The Star Beacon; Ashtabula, Ohio

COLUMBUS — Ohio State was supposed to be in transition, replacing a Heisman Trophy winner, a couple first-round draft picks and numerous key players from a team that played for a national championship last season.

Now the rebuilt Buckeyes are No. 1 in the AP Top 25 and the Bowl Championship Series standings thanks to a string of surprising results over the past three weeks. The final unlikely events unfolded Saturday when the top two teams in the rankings — LSU and California — both lost and the door to the top spot swung open for the unbeaten Buckeyes.

“Our guys have done what they have needed to do to this point in the year, and we are pleased with that effort and progress, but not content,” Ohio State coach Jim Tressel said Sunday. “With the most demanding part of our schedule remaining with five Big Ten conference games, there is a lot of work ahead of us. We’ve improved each week, but we understand that the only poll that counts is the last one.”

The Buckeyes host Michigan State on Saturday, then go to Penn State, have Wisconsin and Illinois at home and finish up at Michigan.

“It’s an honor to be considered among the top teams in the country, but it doesn’t mean anything until the last game of the season,” linebacker James Laurinaitis said. “We found that out last year. We need to focus and take care of Michigan State and the work ahead of us in the Big Ten.”

Ohio State was No. 1 all season in 2006, then lost the national title game to Florida and finished No. 2.

The Buckeyes have rolled through their first seven games on the strength of the nation’s best defense. Led by Laurinaitis, fellow linebacker Marcus Freeman and stout lineman Vernon Gholston, Ohio State is allowing only 6.6 points and 212 yards per game.

The quality of the Buckeyes’ competition has been sketchy. They’ve beaten three overmatched teams from Ohio — Youngstown State, Akron and Kent State, won at Washington and swept by Northwestern, Minnesota and Purdue in the Big Ten.

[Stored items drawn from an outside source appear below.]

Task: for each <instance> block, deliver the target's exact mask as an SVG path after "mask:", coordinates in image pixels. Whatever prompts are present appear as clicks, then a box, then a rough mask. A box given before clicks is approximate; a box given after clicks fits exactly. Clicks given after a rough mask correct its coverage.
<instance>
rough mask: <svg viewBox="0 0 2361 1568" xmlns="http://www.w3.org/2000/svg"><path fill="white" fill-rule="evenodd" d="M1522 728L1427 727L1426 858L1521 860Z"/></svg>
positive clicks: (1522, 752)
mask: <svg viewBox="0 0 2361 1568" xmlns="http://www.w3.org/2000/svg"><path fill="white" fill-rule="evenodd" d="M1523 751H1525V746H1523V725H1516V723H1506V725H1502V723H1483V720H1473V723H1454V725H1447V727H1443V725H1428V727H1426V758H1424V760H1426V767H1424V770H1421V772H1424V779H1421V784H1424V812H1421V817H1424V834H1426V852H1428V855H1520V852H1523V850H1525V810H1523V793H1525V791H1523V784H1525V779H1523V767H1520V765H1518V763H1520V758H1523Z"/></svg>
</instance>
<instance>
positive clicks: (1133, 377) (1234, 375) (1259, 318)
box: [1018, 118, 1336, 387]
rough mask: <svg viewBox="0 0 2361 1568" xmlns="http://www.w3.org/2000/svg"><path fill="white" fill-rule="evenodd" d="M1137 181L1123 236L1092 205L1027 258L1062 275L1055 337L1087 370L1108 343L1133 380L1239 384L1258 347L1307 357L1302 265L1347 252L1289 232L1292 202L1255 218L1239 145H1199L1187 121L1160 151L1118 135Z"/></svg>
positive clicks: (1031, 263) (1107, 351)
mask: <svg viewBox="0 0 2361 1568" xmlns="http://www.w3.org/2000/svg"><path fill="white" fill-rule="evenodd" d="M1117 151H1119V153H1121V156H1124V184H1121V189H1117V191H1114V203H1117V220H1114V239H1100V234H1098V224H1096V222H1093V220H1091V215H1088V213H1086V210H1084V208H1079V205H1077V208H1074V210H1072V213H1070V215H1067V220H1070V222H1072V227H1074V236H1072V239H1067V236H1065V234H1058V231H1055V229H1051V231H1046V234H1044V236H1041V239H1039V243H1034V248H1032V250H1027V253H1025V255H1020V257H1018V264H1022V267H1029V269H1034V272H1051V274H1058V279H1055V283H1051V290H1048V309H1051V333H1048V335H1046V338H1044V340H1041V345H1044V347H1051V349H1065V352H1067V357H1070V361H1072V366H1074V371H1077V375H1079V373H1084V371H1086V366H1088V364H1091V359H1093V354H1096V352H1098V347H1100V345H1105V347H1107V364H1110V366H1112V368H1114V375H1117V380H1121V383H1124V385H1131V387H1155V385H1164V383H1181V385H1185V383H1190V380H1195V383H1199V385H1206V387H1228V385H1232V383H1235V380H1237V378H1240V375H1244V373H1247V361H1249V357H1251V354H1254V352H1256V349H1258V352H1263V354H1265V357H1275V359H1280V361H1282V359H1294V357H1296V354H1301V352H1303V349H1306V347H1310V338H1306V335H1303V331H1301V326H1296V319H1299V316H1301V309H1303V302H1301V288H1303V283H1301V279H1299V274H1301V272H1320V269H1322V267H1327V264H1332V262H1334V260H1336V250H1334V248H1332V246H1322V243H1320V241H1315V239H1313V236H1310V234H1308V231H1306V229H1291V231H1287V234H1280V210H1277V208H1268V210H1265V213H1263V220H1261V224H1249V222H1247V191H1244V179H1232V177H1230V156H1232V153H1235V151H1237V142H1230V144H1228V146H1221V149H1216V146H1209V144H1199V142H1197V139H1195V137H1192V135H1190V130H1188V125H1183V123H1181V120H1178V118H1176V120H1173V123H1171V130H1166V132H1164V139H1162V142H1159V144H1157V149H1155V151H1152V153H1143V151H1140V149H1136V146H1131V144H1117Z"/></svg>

But while so many highly ranked teams have slipped against underdogs, the Buckeyes just keep winning — even with much of their offensive firepower from last season in the NFL.

Heisman-winning quarterback Troy Smith, tailback Antonio Pittman and wide receivers and kick returners Ted Ginn Jr. and Anthony Gonzalez were all capable of turning a small defensive mistake into a touchdown.

Still, the big play remains a big part of Ohio State’s game, with first-year starting quarterback Todd Boeckman directing the offense and running back Chris Wells providing muscle and speed.

The Buckeyes have had 43 plays of 20 or more yards. Those long gainers did most of the damage in Ohio State’s 48-3 victory over Kent State on Saturday.

With the Buckeyes holding a 7-0 lead early in the second quarter, Kent State was forced to punt on fourth-and-16 at the Ohio State 47. Jake Kilroy’s punt went to Brian Hartline at the 10, where he pivoted and then raced to the right sideline.

Kent State’s Kirk Belgrave had a clean shot at Hartline but stumbled and fell.

Once Hartline turned the corner, no one came close to tackling him.

“It’s not a single-man thing,” Hartline said. “There is lots of dirty work being done.”

The return erased the Ohio State record of 87 yards set by Robert Demmel in 1950 against Iowa.

Later in the second quarter, Kent State faced a second-and-3 at the Ohio State 35 when Julian Edelman took a three-step drop and threw toward the right sideline for wide receiver Phil Garner.

Edelman’s pass was slightly underthrown and behind Garner, with cornerback Donald Washington picking it off and racing 70 yards for the score to make it 28-0.

“You get all those people cheering — and you’re doing something great for the team — and that’s a dream come true,” Washington said.

Sort of like being No. 1 in a rebuilding year.